Interesting to see how many terms carry over from 32/55ths of John into the other Gospels and Responsorium Ad Luther. I have just been reading John, so I wanted to see what my starting point was shaping up to be for the other texts. I was surprised that Matthew had proportionally the highest carryover, being only barely lower than John itself. Since "terms" in Lute are individual inflected forms, this in large part reflects the style of the authors, and what wording they tend to use. It seems to signal that Matthew and John are actually the most similar inflection/vocab choices. Mark may be lower just due to its brevity reducing the odds of shared inflections appearing, but Luke is the clear odd one out due to both being lengthy and the least similar.
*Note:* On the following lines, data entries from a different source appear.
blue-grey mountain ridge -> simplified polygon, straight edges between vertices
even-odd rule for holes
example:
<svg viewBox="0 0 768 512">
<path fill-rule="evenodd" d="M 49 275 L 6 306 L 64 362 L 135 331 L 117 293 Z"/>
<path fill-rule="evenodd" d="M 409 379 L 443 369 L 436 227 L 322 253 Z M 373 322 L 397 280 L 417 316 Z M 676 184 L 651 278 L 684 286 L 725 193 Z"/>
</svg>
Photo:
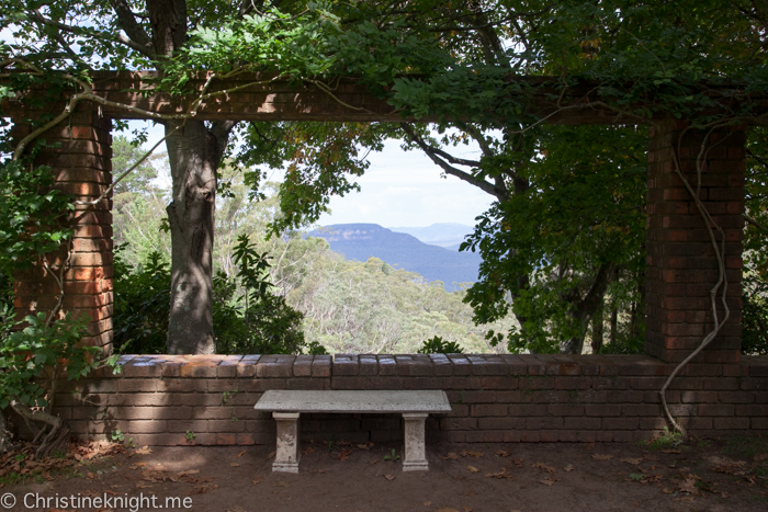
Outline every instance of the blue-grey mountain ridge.
<svg viewBox="0 0 768 512">
<path fill-rule="evenodd" d="M 368 261 L 375 257 L 394 268 L 418 272 L 427 281 L 441 281 L 449 292 L 458 289 L 460 283 L 477 281 L 482 261 L 479 254 L 423 243 L 411 235 L 377 224 L 335 224 L 308 236 L 324 238 L 332 251 L 348 260 Z"/>
</svg>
When I was copying some of these from SacredTextArchive I skipped to a random page of Deuteronomy and could read all but one or two of the words.

Still, 3/5ths of reading through John covering about 75% of the inflected forms within, AND 75% of Matthew is a pleasant surprise, 50-60% on Mark/Luke is a nice bonus, and >33% on a random lengthy Humanist work like Thomas More is really encouraging to me for the long term. Slow, high-analysis reading has lately given way to surprisingly extensive chunks of just scanning.

Overall, really happy with the results so far of the "pick a long text and just read" method. Excited to finish John and see where that puts the other gospels, then finish the other gospels and see where that puts me, then finish acts (politics/law/etc.) and see where that puts me, then read the whole bible eventually and see where that puts me. I think memorizing the Psalms someday beyond the couple I have done already could be awesome, but the idea of memorizing more of the Aeneid appeals to me too. Just need to keep the faith that carefully reading 750k words of Latin will get me somewhere if I pay close attention to the grammar.